Thursday, May 29, 2008

How PL/SQL Could Be More Like Perl

An idea has been rattling around in my head for a while now. I know, I know, there's a lot of empty space so it makes a lot of noise. :-) Could PL/SQL become more popular and easier to use by taking a couple of points from the Perl playbook?

I read a blog post about how scripting languages are or aren't gaining on Java. I think supporting curly-brace syntax would be a nifty way to encourage PL/SQL adoption among both scripters and Java coders. But maybe that's just me.

My first impressions of Ada and then PL/SQL were somewhat negative: hey, this verbose BEGIN/END, IF...THEN...END IF syntax reminds me of Pascal. I first programmed in Pascal on the Commodore 64, and it was deadly slow to compile and run, owing to the whole UCSD P-Code business. Then at university, it was the first language for coursework, and even though it ran really fast on UNIX boxes, I always felt that behind the scenes, more deadly slowness was occurring.

These days, 95% of the languages I code in use curly braces for blocks:

if ... { ... }
function ... { ... }
for ... { ... }

Imagine if PL/SQL did the same. Suddenly, brace matching in vi/vim would work. (Hit % while cursor is on a brace character to find the matching brace at the other end of the block.) It would be unlikely to introduce logic errors; in my experience, mis-nesting of blocks is not a frequent source of errors in Perl or Java, and in deeply nested PL/SQL, even today a careless coder can just add END IF statements until the syntax error goes away. I sometimes write little comments after the END IF, END LOOP, etc. to remind myself of which block each one closes.

On the documentation end, the PL/SQL User's Guide and Reference, aka PL/SQL Language Reference in 11g, has never devoted reference topics specifically to "BEGIN Statement", "END Statement", "END IF Statement", etc. Instead there are generic topics like "Block Declaration", or a section on "LOOP Statements" that doesn't split out the "END..." part as a separate item. That's always made it hard for me to write auto-linking pretty printers for PL/SQL (i.e. no "BEGIN" topic to link from the "BEGIN" keyword), but it would make syntax enhancements slot right into the docs.

From a parsing standpoint, I think it's pretty straightforward. If you leave out a THEN or put an END IF where an END LOOP is expected, PL/SQL gives you a straightforward error message. It knows what block is open and what the expected closing symbol is. So I imagine that it's practical to parse syntax like:

procedure foo is
x number;
{
if 1 > 0
{
for bar in (select * from t1)
{
x := 3.1;
declare
x varchar2(64);
{
x := 'hello';
}
}
}
}


{ takes the place of THEN, LOOP, and BEGIN. If a { is seen where one of those tokens is expected, treat it like the equivalent block beginning keyword. When a } is seen, treat it like whatever block closing keyword is valid at that spot. When a { is seen with nothing special preceding it, treat it like a nested BEGIN.

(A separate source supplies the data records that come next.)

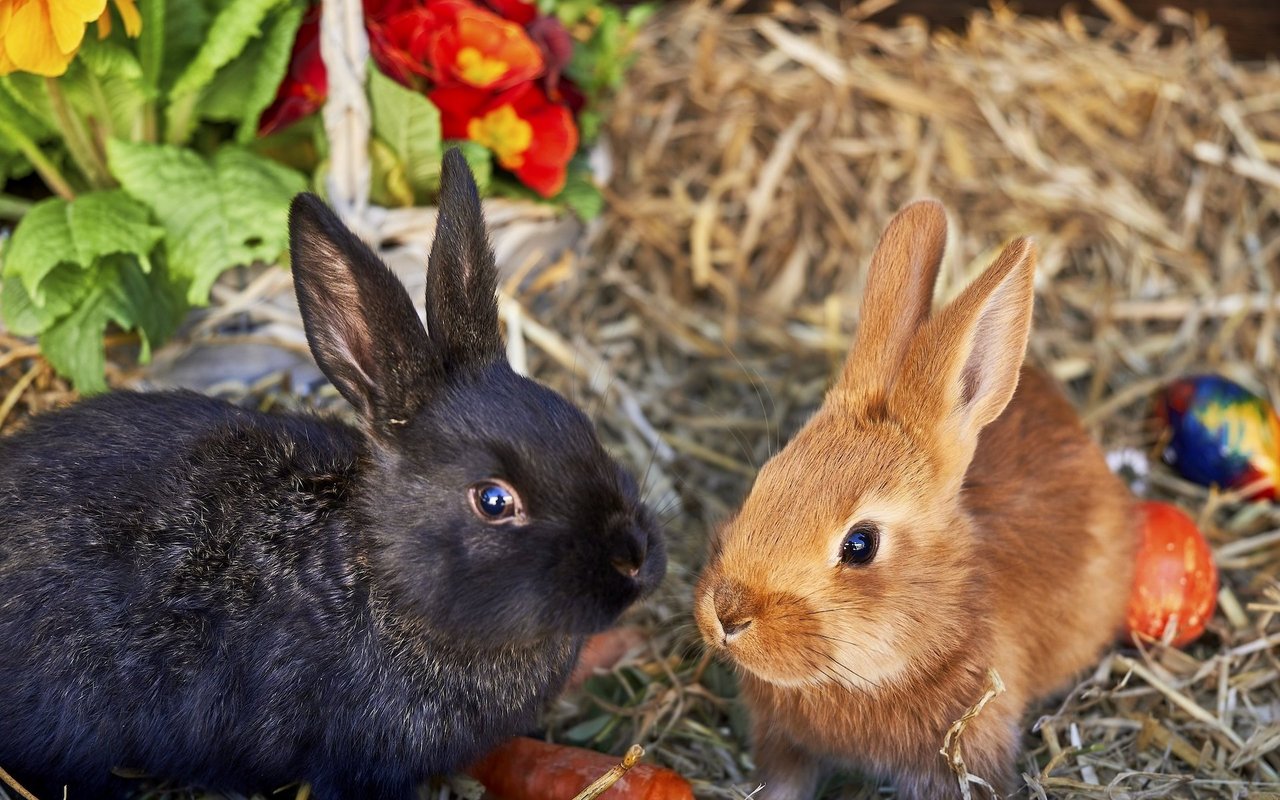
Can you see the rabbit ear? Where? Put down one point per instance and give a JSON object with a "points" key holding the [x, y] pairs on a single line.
{"points": [[964, 364], [897, 298], [360, 321], [461, 275]]}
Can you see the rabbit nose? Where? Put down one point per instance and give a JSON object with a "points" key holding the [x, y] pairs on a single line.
{"points": [[732, 630], [732, 611], [630, 554]]}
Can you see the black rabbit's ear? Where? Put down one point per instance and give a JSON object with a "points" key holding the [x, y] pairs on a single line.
{"points": [[461, 275], [360, 321]]}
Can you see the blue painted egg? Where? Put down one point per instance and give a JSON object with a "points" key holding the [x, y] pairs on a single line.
{"points": [[1220, 433]]}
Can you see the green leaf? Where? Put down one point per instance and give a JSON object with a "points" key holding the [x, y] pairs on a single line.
{"points": [[109, 59], [580, 193], [141, 300], [106, 85], [236, 24], [590, 728], [387, 183], [151, 45], [184, 26], [24, 105], [64, 288], [80, 232], [216, 214], [245, 87], [231, 31], [273, 64], [410, 124], [124, 295], [74, 344], [479, 159]]}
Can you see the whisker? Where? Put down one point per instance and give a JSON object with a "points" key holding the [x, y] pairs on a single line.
{"points": [[768, 425]]}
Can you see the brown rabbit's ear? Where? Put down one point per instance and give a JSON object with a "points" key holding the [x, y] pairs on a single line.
{"points": [[964, 364], [897, 298]]}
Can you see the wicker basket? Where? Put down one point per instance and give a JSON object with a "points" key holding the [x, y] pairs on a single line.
{"points": [[252, 329]]}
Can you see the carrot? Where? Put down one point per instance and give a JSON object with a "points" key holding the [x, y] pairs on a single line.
{"points": [[531, 769], [604, 650]]}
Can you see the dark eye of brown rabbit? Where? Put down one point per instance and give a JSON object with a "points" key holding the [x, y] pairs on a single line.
{"points": [[860, 544], [494, 502]]}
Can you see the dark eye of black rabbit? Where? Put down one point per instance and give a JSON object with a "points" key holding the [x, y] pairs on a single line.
{"points": [[494, 502], [859, 545]]}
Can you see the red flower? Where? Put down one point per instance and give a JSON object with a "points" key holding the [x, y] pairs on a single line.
{"points": [[521, 12], [480, 49], [305, 86], [400, 39], [530, 136], [557, 48]]}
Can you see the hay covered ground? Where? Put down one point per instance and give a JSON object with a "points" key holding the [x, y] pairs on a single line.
{"points": [[755, 161]]}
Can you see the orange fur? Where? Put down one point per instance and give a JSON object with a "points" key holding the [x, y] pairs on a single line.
{"points": [[1005, 542]]}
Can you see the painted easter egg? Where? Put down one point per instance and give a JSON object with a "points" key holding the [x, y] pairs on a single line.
{"points": [[1220, 433], [1175, 581]]}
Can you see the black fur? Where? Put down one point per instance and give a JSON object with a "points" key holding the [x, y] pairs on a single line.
{"points": [[241, 600]]}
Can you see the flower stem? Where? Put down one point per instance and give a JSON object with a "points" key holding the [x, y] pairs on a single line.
{"points": [[45, 168], [83, 151]]}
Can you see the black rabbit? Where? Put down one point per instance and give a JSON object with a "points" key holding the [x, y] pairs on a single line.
{"points": [[241, 600]]}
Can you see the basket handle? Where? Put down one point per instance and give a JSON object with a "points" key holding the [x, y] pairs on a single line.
{"points": [[344, 50]]}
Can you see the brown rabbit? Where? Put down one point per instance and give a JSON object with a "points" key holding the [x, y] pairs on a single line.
{"points": [[926, 525]]}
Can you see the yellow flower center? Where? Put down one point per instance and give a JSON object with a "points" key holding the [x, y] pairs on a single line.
{"points": [[479, 69], [504, 133]]}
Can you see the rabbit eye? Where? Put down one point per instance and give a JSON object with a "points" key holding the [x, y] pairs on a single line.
{"points": [[859, 545], [496, 502]]}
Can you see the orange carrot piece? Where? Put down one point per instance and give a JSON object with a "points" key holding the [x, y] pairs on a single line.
{"points": [[604, 650], [531, 769]]}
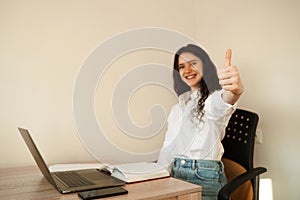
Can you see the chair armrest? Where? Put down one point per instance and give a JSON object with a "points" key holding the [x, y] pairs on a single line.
{"points": [[226, 190]]}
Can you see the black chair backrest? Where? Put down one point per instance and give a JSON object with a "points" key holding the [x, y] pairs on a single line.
{"points": [[240, 138]]}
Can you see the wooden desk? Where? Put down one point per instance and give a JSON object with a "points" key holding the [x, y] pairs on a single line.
{"points": [[28, 183]]}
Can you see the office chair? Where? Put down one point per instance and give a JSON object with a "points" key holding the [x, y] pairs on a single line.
{"points": [[243, 178]]}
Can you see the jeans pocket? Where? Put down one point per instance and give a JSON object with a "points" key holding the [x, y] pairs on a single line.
{"points": [[207, 174]]}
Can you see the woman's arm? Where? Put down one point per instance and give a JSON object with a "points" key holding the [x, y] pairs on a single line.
{"points": [[230, 81]]}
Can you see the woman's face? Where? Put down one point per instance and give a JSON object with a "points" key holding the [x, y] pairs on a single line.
{"points": [[190, 68]]}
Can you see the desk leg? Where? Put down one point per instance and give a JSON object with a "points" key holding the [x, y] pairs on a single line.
{"points": [[192, 196]]}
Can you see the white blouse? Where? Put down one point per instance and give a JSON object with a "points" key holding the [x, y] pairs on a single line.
{"points": [[187, 136]]}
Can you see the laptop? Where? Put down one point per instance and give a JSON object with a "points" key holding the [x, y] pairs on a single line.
{"points": [[70, 181]]}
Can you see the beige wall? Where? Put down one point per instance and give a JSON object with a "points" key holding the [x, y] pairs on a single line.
{"points": [[44, 43]]}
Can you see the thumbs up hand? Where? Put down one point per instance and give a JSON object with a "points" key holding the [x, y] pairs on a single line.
{"points": [[230, 81]]}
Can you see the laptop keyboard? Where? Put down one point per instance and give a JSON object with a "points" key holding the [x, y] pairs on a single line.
{"points": [[72, 179]]}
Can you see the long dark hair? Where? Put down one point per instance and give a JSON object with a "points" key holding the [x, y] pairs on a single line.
{"points": [[209, 82]]}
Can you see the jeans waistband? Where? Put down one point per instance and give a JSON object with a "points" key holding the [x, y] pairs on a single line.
{"points": [[192, 163]]}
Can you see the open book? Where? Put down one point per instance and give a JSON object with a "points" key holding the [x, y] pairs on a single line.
{"points": [[128, 172]]}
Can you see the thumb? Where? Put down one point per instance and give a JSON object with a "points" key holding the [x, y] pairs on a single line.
{"points": [[228, 58]]}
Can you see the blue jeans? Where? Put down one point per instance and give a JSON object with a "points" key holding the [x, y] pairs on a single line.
{"points": [[207, 173]]}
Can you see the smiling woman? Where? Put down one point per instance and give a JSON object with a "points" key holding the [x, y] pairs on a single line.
{"points": [[196, 124]]}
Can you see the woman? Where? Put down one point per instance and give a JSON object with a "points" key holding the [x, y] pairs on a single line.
{"points": [[196, 124]]}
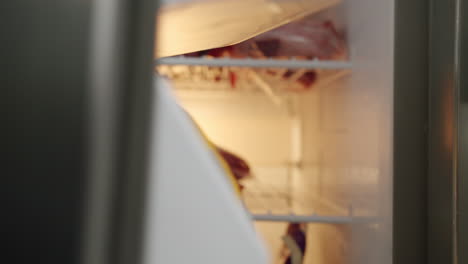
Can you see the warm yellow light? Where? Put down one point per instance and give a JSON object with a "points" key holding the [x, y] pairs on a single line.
{"points": [[201, 25]]}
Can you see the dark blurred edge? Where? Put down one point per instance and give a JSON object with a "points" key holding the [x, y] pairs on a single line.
{"points": [[410, 132], [443, 82], [45, 123]]}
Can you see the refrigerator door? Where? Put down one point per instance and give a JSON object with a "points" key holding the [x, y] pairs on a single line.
{"points": [[74, 107], [193, 214], [462, 158]]}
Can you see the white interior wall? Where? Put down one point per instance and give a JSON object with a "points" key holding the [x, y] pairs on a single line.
{"points": [[248, 124]]}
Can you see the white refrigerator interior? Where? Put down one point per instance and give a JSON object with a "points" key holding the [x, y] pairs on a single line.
{"points": [[193, 214], [320, 157]]}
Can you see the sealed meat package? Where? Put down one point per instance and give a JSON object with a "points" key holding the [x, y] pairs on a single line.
{"points": [[307, 38], [319, 36]]}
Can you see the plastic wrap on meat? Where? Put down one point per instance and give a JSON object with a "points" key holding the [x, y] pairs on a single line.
{"points": [[308, 38]]}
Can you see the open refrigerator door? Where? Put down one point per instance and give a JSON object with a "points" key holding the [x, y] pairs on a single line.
{"points": [[190, 186], [307, 102]]}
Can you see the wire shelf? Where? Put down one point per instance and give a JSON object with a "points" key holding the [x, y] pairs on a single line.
{"points": [[256, 63], [272, 196]]}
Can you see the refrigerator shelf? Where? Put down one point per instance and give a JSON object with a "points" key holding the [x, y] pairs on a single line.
{"points": [[314, 218], [256, 63]]}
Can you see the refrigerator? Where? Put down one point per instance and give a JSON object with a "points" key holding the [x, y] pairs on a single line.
{"points": [[369, 161]]}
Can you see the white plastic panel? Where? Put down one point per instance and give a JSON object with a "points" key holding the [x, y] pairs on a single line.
{"points": [[193, 213]]}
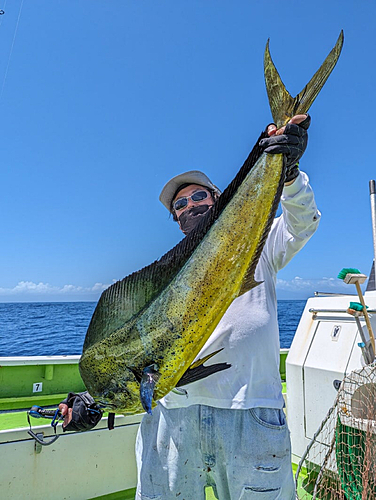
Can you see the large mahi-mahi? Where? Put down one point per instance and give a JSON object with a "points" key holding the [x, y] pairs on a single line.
{"points": [[148, 328]]}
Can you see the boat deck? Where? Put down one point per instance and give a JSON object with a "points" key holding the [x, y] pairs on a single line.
{"points": [[94, 451]]}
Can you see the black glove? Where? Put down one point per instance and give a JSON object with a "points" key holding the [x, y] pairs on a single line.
{"points": [[85, 412], [292, 143]]}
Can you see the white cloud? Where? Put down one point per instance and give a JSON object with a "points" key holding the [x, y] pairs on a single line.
{"points": [[323, 285]]}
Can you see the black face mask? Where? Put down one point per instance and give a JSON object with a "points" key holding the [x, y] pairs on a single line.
{"points": [[191, 217]]}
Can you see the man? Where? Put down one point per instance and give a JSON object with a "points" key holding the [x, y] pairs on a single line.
{"points": [[229, 430]]}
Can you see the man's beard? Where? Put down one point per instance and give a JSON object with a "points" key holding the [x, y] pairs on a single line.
{"points": [[191, 217]]}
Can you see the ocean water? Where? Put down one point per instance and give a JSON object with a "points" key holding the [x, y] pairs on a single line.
{"points": [[59, 328]]}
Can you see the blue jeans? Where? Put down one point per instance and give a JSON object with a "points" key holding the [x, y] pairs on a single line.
{"points": [[242, 454]]}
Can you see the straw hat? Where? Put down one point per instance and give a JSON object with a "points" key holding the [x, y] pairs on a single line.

When I think about it more deeply, I see potential problems around ELSE and WHEN clauses, where those keywords act as both the end of one block and the beginning of another, but anyway this whole idea is probably just a fantasy on my part.

One other Perlism that really struck home lately. Perl lets you get away with a comma after the last item within an array-style declaration. This seems like a minor point, but when writing programs that generate other programs (or anyway JSON-style data structures), it is sometimes difficult to give special treatment to the first or last data item. For example, with SQL or PL/SQL it's simple to write out 1000 INSERT statements, each ending with a semicolon. But let's say you have an XSLT transform with a FOR-EACH loop that produces an initialization statement for a data structure. The output goes

'item1',
'item2',
'item3',
...
'itemN',

and then you're left with that final trailing comma that you need to get rid of somehow. I'll often put the comma at the beginning of each line for just that reason, and to allow easier reordering of parameters and such. But then the first item is a special case. Think of how many times you have to introduce a Boolean variable to make the output slightly different for the first or last pass through a loop.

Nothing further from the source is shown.